Créé le 14 novembre 2006 à Vienne dans le cadre du deux cents cinquantenaire de la mort de Mozart à qui il rend hommage, cet opéra de deux heures dis en deux actes adaptés d’un conte indien relate l’histoire d’une jeune fille pauvre, Kumudha, qu’un prince, séduit par son aptitude à se métamorphoser en arbre en fleurs, demande en mariage. A l’instar de la Flûte enchantée, s’ensuivent diverses épreuves qui scellent l’amour des héros. La partition est consternante de truisme, banale et sans saveur, et l’on s’ennuie ferme tout au long de l’œuvre. Au point que quantité de sièges se sont libérés à l’entracte, certains même en cours de représentation, tandis qu’à la fin le spectacle a été accueilli par des applaudissements polis. Comme il l’avait fait en 2008 pour l’opéra Padmâvatî d’Albert Roussel dont l’action a l’Inde pour cadre, le Châtelet a confié la mise en scène à un cinéaste indien venu de Bollywood, cette fois le réalisateur, écrivain, scénariste, producteur et compositeur Vishal Bhardwaj. A contrario de ce qu’avait donné à voir son prédécesseur dans les murs du Châtelet, Sanjay Leela Bhansali, qui, dans Padmâvatî, avait saturé le plateau d’or, de chatoyances et d’animaux, dont un éléphant, Vishal Bhadwaj, tout en demeurant dans le kitsch, donne dans le dénuement, ce qui n’empêche quelques belles images dues au scénographe Sudesh Adhana, également chorégraphe et danseur de cette production. Tant et si bien que l’on s’ennuie ferme, et que l’on a hâte que le spectacle se termine enfin, même si l’on est séduit par la plastique des marionnettes conçues par Dadi Pudumjee portées à hauteur d’homme les manipulant vêtus de noir. 

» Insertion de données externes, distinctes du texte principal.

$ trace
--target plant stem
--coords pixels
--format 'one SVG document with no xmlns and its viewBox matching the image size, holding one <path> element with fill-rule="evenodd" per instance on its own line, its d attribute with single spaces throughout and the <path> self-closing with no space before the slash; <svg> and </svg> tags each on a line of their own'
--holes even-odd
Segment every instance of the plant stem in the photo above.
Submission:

John Adams (né en 1947), A Flowering Tree. Paulina Pfeiffer (Kumudha). Photo : (c) Marie-Noëlle Robert - Théâtre du Châtelet

Réduite à trois chanteurs, à un chœur et à  deux danseurs, la distribution est dominée par le narrateur puissant et ardent du baryton étatsunien Franco Pomponi et au danseur alter ego du prince Sudesh Adhana, également scénographe et chorégraphe de la production. La soprano suédoise Paulina Pfeiffer campe une Kumudha déliée, et le ténor britannique David Curry un prince quelque peu effacé. Malgré une direction appliquée et un Orchestre Symphonique Région Centre - Tours, coproducteur du spectacle, plutôt clair malgré ses imperfections (premier violon rêche, bois manquant de mordant et cuivres incertains), l’œuvre traîne en longueur, et la partition paraît fade et vaine.